39 Japanese lawmakers visit Yasukuni for spring festival

Posted on : 2007-04-24 09:15 KST Modified on : 2019-10-19 20:29 KST

A group of Japanese ruling and opposition lawmakers visited the war-linked Yasukuni Shrine on Monday, the final day of its three-day spring festival, Japan's public broadcaster NHK reported.

The 39 lawmakers belong to a supra-party group of parliamentarians promoting visits to the shrine in Tokyo, which honors 14 World War II Class-A war criminals along with 2.5 million war dead.

The group comprised 37 lawmakers from the ruling Liberal Democratic Party and two from the main opposition Democratic Party of Japan, including two in senior government posts, Kyodo News said.

In April last year, 96 Diet members from various political parties paid a visit to the shrine.

Japanese Prime Minister Shinzo Abe stopped short of joining the group, apparently out of diplomatic considerations. In March, Abe drew a public uproar from Asian neighbors and even from the United States by saying that there is no direct evidence to prove that women were coerced into sexual servitude for frontline Japanese soldiers during World War II.

Abe is also set to travel to Washington on Thursday for talks with U.S. President George W. Bush.

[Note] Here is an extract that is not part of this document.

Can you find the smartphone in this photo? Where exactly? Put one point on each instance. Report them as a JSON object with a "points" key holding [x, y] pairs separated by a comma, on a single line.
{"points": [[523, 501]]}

The group's leader Yoshinobu Shimomura, when asked by reporters if the group thinks the Japanese prime minister should visit the shrine, was quoted by Kyodo as saying Prime Minister Shinzo Abe "should judge himself. He has his own ways of thinking, and it wouldn't be his own will if he visits after we tell him to do so."

Abe also voiced objection to the idea of separating the war criminals from the war dead in the shrine, which has been discussed as part of ways to improve ties with South Korea and China.

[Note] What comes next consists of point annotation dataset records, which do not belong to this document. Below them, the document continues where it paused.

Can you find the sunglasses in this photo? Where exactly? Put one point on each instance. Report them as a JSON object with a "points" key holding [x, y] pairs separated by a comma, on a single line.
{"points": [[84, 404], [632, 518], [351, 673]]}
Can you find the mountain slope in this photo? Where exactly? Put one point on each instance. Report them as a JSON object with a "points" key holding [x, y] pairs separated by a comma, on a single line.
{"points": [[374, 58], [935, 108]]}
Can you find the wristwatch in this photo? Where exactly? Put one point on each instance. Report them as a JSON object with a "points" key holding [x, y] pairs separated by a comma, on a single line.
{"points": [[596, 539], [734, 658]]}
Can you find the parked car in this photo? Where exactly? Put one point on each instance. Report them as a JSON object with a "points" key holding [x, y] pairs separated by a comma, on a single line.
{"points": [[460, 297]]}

The visits to the shrine by Japanese leaders have caused diplomatic disputes with South Korea, China and other Asian nations that suffered Japanese wartime aggression.

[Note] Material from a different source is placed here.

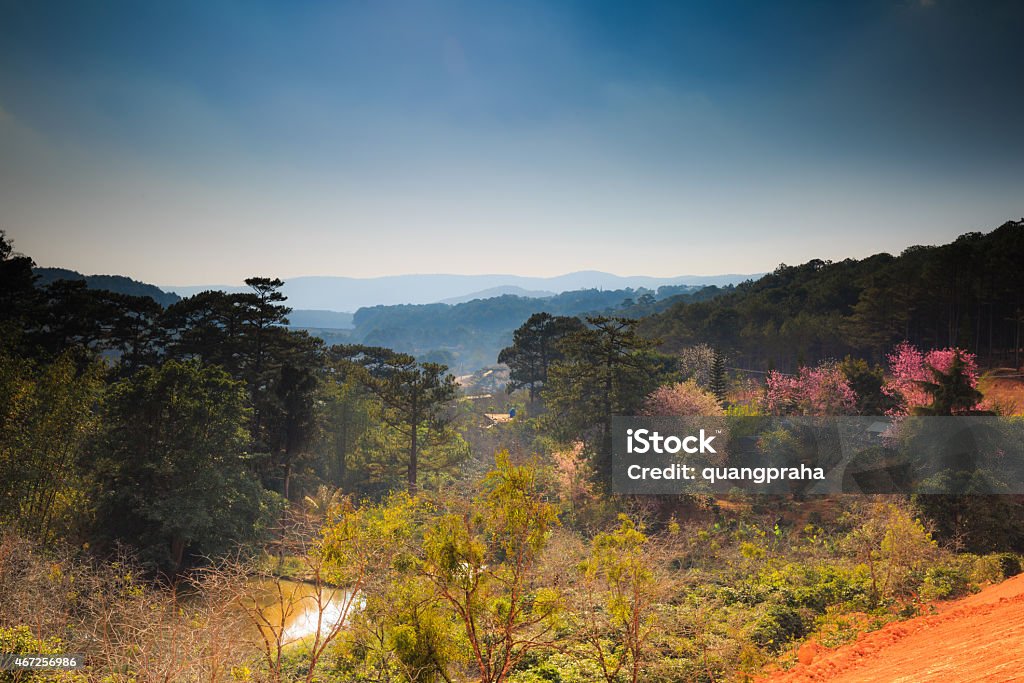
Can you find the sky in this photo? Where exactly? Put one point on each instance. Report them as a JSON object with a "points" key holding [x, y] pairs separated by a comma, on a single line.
{"points": [[203, 142]]}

Prime Minister Abe, who visited the shrine a year ago as chief cabinet secretary before succeeding Junichiro Koizumi, has refused to make it clear whether or not he will visit the shrine.

Repeated visits to the shrine by Koizumi enraged Seoul and Beijing, which viewed Japanese leaders' shrine visits as symbolic of an unrepentant Japanese attitude toward its past militarism.